Before we get into replacement rate, it's important to fully understand fertility rate. Population scientists study fertility rate for a number of reasons, including predicting population growth or decline. Fertility rate is defined as the number of births per 1,000 women between the ages of 15-44 in a calendar year. Population scientists also look at total fertility rate.

Although they sound similar, fertility rate and total fertility rate are actually very different. Total fertility rate determines the number of children a hypothetical woman would have if she lived to be 44 years old. It also assumes that she has the exact same number of children in the future as women currently have. To show the vast difference between the two, the total fertility rate in the United States as of 2013 is just under 1.9 (babies); fertility rate is 62.5 (births). As you can see, those numbers differ greatly!

Replacement Level

Now that we got that out of the way, let's dive into replacement level. Replacement level is the amount of fertility needed to keep the population the same from generation to generation. It refers to the total fertility rate that will result in a stable population without it increasing or decreasing.

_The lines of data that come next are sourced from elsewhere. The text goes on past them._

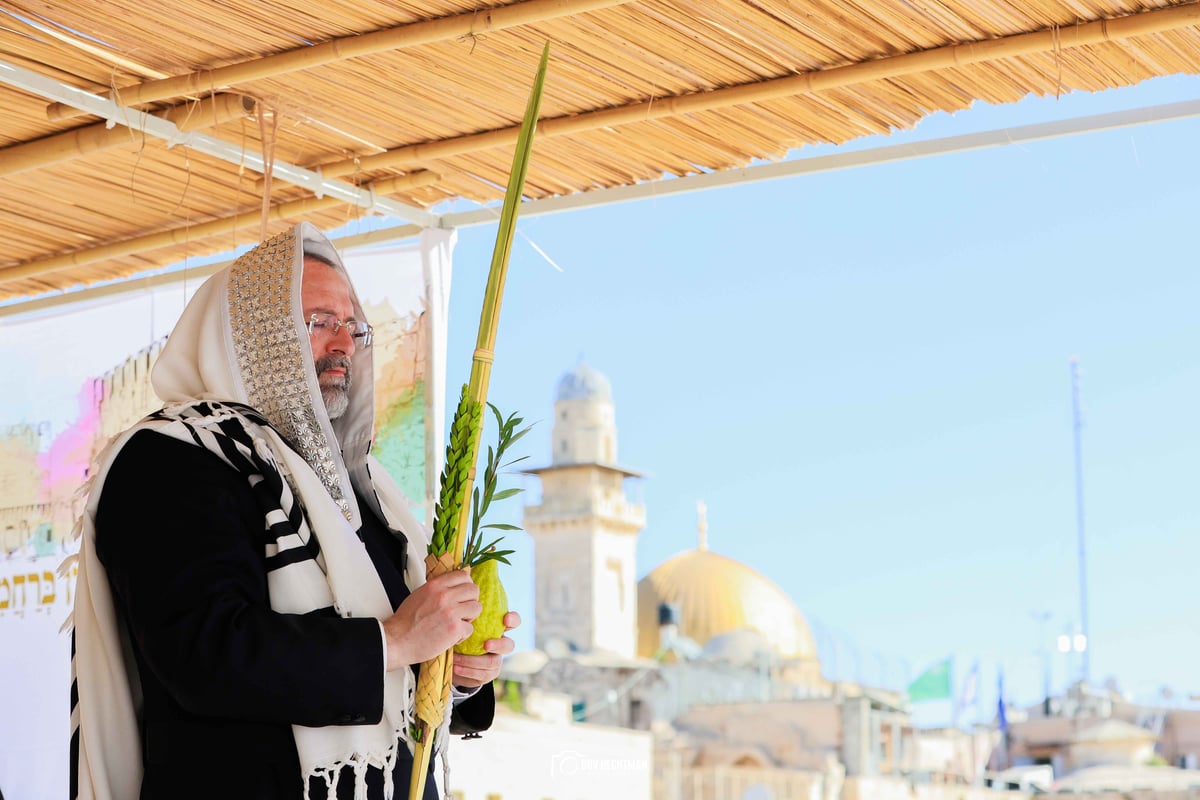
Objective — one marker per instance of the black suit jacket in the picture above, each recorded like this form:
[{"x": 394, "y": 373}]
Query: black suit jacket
[{"x": 222, "y": 675}]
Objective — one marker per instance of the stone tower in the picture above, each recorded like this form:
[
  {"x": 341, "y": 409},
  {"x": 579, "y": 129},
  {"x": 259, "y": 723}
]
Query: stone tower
[{"x": 585, "y": 530}]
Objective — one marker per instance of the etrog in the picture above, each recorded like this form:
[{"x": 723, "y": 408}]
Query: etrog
[{"x": 490, "y": 623}]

It is expressed as the total number of live births a woman would need to have over her child bearing years, which is typically ages 15-44.

In other words, scientists look at the population that is decreasing due to death or mobility and estimate the replacement rate, or the number of births necessary to replace the loss. They also look at the number of childbearing women and fertility rates in each group to determine replacement levels. This is why the number varies greatly from region to region; many of these factors change quite a bit over a period of time. While the replacement rate doesn't change drastically across a small region, it can show big changes across the globe.

This table shows current replacement rates for several regions:

Region Replacement Rate
Northern America 2.085
Europe 2.097
Oceania 2.176
Latin America/Caribbean 2.170
Central America 2.164
South America 2.166
Africa 2.699
Asia 2.320

The net reproduction rate is closely related to the replacement level but asks a slightly different question. It is defined as the average number of daughters a woman would have to bear to keep the population stable. This takes out the variation of gender births.

Factors That Affect Replacement Rate

Replacement rates can change over time. Let's discuss a few factors that can impact replacement rate.

  • Mortality rate is by far the most important factor. A higher death rate in an area would increase the replacement level for that region.
  • Immigration can also impact replacement levels. A population influx from elsewhere would decrease the replacement level.
  • In the same way, emigration, a population drain from an area, would increase the replacement level.
  • The gender ratio of births can have an impact on replacement rates. If a larger percentage of female are born than males, it will reduce the replacement level.